Most Linux users, unfortunately, don't run with the ROCm stack setup at this point due to needing to manually set it up via the Radeon Software for Linux packaged drivers or the manual ROCm install procedures. Even then, the Linux distribution support is limited. It's been over one month since the Ubuntu 22.04 LTS release has been out and unfortunately still no support for this newest Ubuntu long-term support release. I tried at first working around that on Ubuntu 22.04 in just wanting the ROCm bits anyhow and not worrying about the DKMS / Vulkan / OpenGL components, but GNU toolchain package differences from Ubuntu 20.04 vs. 22.04 made that more of a headache... So on the test system I just wiped it and went back to making an Ubuntu 20.04 installation.
At first even on Ubuntu 20.04 LTS I ran into issues as well getting the AMD HIP support activated for Blender. The packaged driver on the AMD site is for the Radeon Software 22.10.2 components while going through the ROCm installation route yielded newer 22.10.3 driver components. With some tinkering I ultimately got Blender 3.2 successfully working with HIP/ROCm! Unfortunately most Linux distributions still don't package the AMD ROCm software due to its intricacies and other headaches. AMD meanwhile focuses their official ROCm Linux support just on the few usual enterprise Linux distributions. In comparison, NVIDIA's Linux proprietary driver stack having near universal supported/available across Linux distributions. It's been quite a while since I can last recall any headaches simply getting the NVIDIA Linux driver properly installed.
But even once getting ROCm working with the first card, an RDNA2 model, it brought up another limitation... The much more limited range of GPU device support than with NVIDIA's broad device support for multiple generations. Officially, Blender 3.2 works with RDNA2 and RDNA(1) graphics cards on Linux with HIP. I was able to test all of my available Radeon RX 6000 (RDNA2) graphics cards with Blender 3.2, yeah! But with all my RDNA1 tested graphics cards they all yielded Blender 3.2 having a segmentation fault. Trying pre-RDNA graphics cards like the Vega-based Radeon VII also yielded a segmentation fault even with the Radeon VII graphics card otherwise being supported by the ROCm compute stack.

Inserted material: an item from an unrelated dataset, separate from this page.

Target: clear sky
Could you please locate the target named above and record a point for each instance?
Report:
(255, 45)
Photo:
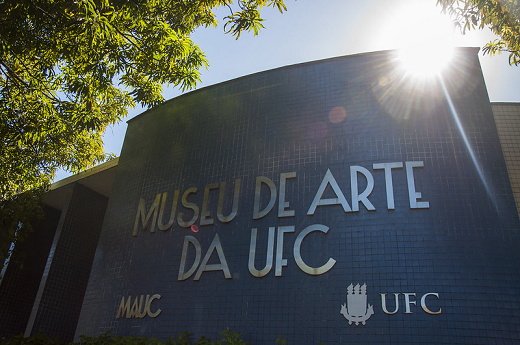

So for this round of testing I was just able to show how the Radeon RX 6000 series graphics cards can perform with Blender 3.2's HIP on Linux. For comparison I also tested all of the NVIDIA GeForce RTX 30 cards I have available. NVIDIA with Blender supports both CUDA and OptiX paths for rendering on Linux with OptiX being the preferred renderer for the GeForce RTX graphics cards and what was used for this comparison.
The graphics cards I benchmarked on Blender 3.2 included all the RDNA2 and RTX 30 cards I have available (unfortunately, no RX 6900 series still from AMD):
- Radeon RX 6400
- Radeon RX 6500 XT
- Radeon RX 6600
- Radeon RX 6600 XT
- Radeon RX 6700 XT
- Radeon RX 6750 XT
- Radeon RX 6800
- Radeon RX 6800 XT
- GeForce RTX 3060
- GeForce RTX 3060 Ti
- GeForce RTX 3070
- GeForce RTX 3070 Ti
- GeForce RTX 3080
- GeForce RTX 3080 Ti
- GeForce RTX 3090
All testing off the same AMD Ryzen 9 5950X workstation running Ubuntu 20.04 LTS with the Linux 5.13 kernel and the latest AMD / NVIDIA drivers.